Muhammad Gade Ismail's examination of local commerce and Dutch power in West Borneo in the early nineteenth century also continues these themes. Here, the economic and political actors were coastal Malays, Chinese miners, "Dayaks" of the interior, and the Dutch -- a broad cast of characters who complicated the balance of power considerably. Up until the turn of the 19th century, the author tells us, this balance was skewed to favor the coasts, as taxation of goods, and mining licenses, both flowed through the hands of the Sultan of Sambas. Yet by the early 19th century, the Chinese mining kongsis in the interior were becoming too powerful to accede to these uneven terms any longer, and were compelling "Dayaks" to trade on their own terms, to the kongsis' great advantage.

Power in West Borneo was riverine: whoever controlled the great waterways (and the many, smaller tributaries of these rivers) controlled the movement of goods and human beings. Here too, the Dutch were slowly able to inject their authority into the proceedings, first by invitation of the waning Sultan of Sambas, and later through their own devices. These fortunes are traced by the author, as each of the ethnic groups vied for power and autonomy, the bases of which were guaranteed through trade. 
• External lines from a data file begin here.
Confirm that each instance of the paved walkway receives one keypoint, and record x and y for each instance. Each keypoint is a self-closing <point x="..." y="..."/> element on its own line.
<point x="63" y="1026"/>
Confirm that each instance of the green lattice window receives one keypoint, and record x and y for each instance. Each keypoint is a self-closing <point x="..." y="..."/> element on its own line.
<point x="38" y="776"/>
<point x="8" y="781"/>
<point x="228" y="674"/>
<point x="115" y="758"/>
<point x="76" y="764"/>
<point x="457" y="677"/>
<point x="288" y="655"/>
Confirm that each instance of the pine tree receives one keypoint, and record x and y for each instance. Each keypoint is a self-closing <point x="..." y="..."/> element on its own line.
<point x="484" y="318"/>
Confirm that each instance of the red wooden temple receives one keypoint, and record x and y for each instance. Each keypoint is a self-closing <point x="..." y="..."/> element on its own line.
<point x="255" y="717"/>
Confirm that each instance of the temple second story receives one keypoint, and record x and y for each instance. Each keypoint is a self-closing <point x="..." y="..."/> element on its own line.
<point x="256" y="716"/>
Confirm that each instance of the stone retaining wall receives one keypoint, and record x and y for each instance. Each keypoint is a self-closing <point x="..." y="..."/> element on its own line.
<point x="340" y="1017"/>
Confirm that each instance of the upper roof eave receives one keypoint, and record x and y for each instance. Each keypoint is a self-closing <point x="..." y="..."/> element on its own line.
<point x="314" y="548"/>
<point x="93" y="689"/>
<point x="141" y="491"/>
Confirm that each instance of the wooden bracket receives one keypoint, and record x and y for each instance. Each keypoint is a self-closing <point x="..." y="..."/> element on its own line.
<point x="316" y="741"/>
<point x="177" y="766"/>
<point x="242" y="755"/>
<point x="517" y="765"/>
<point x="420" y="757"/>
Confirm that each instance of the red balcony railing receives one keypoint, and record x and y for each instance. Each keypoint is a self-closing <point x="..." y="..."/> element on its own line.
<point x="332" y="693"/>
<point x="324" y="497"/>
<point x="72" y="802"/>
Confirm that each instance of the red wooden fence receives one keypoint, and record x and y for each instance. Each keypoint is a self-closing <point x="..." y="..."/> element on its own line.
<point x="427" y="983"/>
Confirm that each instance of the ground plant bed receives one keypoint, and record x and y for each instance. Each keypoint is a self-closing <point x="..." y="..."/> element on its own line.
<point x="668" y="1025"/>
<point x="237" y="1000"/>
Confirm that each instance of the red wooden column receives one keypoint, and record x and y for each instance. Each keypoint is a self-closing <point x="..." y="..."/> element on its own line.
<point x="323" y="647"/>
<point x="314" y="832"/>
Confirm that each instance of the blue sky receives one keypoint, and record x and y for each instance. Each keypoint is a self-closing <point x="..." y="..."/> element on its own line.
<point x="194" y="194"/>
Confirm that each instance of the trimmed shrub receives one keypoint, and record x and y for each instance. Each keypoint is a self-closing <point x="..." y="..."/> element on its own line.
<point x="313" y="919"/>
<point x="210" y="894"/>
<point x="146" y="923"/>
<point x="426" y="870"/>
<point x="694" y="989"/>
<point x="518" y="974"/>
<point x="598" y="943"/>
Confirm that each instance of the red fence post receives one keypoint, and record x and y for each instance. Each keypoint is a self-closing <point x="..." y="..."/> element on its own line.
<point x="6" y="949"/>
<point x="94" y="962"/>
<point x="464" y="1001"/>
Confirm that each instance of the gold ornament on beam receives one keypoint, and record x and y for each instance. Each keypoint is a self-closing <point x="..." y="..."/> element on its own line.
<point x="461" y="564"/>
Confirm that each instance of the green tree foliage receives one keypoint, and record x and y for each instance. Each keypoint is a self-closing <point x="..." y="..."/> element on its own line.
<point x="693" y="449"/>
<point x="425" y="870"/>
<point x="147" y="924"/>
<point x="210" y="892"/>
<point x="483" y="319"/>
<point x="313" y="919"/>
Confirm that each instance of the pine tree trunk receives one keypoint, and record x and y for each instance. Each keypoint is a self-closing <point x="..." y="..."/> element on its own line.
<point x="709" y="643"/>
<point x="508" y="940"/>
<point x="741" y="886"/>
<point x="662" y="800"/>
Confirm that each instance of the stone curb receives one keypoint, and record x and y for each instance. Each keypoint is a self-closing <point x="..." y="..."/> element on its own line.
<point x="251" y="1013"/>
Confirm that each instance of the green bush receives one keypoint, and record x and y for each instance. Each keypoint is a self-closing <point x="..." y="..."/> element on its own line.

The other contributions to the volume -- by Sedyawati, Schoorl, Houben, Nagtegaal, Vos, and van Baardewijk -- deal with further elaborations of these themes in Java, Riau, and South Sumatra. Trade and political compulsion are shown in nearly all of these papers to be two sides of the same coin, a state of affairs that both Europeans -- and local peoples of the archipelago -- understood very clearly. Schutte has done a service by bringing these essays together under one cover, and the book should be a welcome addition to the literature, both in Indonesian studies and beyond.